Self-assembled magnesium peroxide supramolecular hydrogel for oxidants neutralization and chemical burn management

Supramolecular hydrogels have emerged as a transformative strategy for burn wound management due to their dynamic adaptability and bio-interfacial responses. Herein, a self-assembled magnesium peroxide (MPO) supramolecular hydrogel was engineered as a first-aid intervention for oxidant-induced chemical burns. Unlike conventional approaches that mechanically entrap pre-synthesized MPO nanoparticles within hydrogel matrices, the designed hydrogel system utilized metastable MPO species generated in situ during the one-pot synthesis to form a crosslinker-free network through hydrogen bonding and Mg2+ coordination. The MPO species dynamically assembled into the hydrogel matrix by serving as structural nodes, while the tailored linkers dictated mechanical robustness. The hydrogel exhibited superior efficacy to effectively neutralize residual oxidants by chemical burn (e.g., NaClO), while sustained oxygen release and Mg2+ supply from MPO synergistically established a regenerative microenvironment to accelerate angiogenesis and epithelialization.
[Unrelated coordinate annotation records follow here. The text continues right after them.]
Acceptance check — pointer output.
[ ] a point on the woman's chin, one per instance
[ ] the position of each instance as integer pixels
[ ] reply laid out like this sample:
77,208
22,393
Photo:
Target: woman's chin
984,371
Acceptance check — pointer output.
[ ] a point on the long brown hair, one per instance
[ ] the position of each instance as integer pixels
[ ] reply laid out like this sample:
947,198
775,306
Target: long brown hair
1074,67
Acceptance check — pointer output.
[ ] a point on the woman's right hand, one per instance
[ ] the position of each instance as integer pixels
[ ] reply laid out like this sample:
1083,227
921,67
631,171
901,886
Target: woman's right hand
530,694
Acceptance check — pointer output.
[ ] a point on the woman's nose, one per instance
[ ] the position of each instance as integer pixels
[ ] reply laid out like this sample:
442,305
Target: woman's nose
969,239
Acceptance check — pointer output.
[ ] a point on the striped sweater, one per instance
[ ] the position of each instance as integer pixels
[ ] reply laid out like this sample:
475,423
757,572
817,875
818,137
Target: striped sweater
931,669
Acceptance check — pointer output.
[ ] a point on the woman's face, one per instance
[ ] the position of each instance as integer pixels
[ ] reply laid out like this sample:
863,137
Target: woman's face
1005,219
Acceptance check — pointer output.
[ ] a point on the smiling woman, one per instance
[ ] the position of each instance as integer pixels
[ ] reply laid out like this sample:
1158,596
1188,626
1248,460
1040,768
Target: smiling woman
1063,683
As validated on a murine NaClO-induced chemical burn model, the developed hydrogel achieved excellent oxidant clearance and reduced wound area compared to controls, demonstrating its efficacy as an emergency treatment. This work pioneers a novel hydrogel architecture integrating active MPO species, offering a blueprint for designing oxygen-supplying biomaterials as next-generation therapeutic hydrogels in emergency trauma care.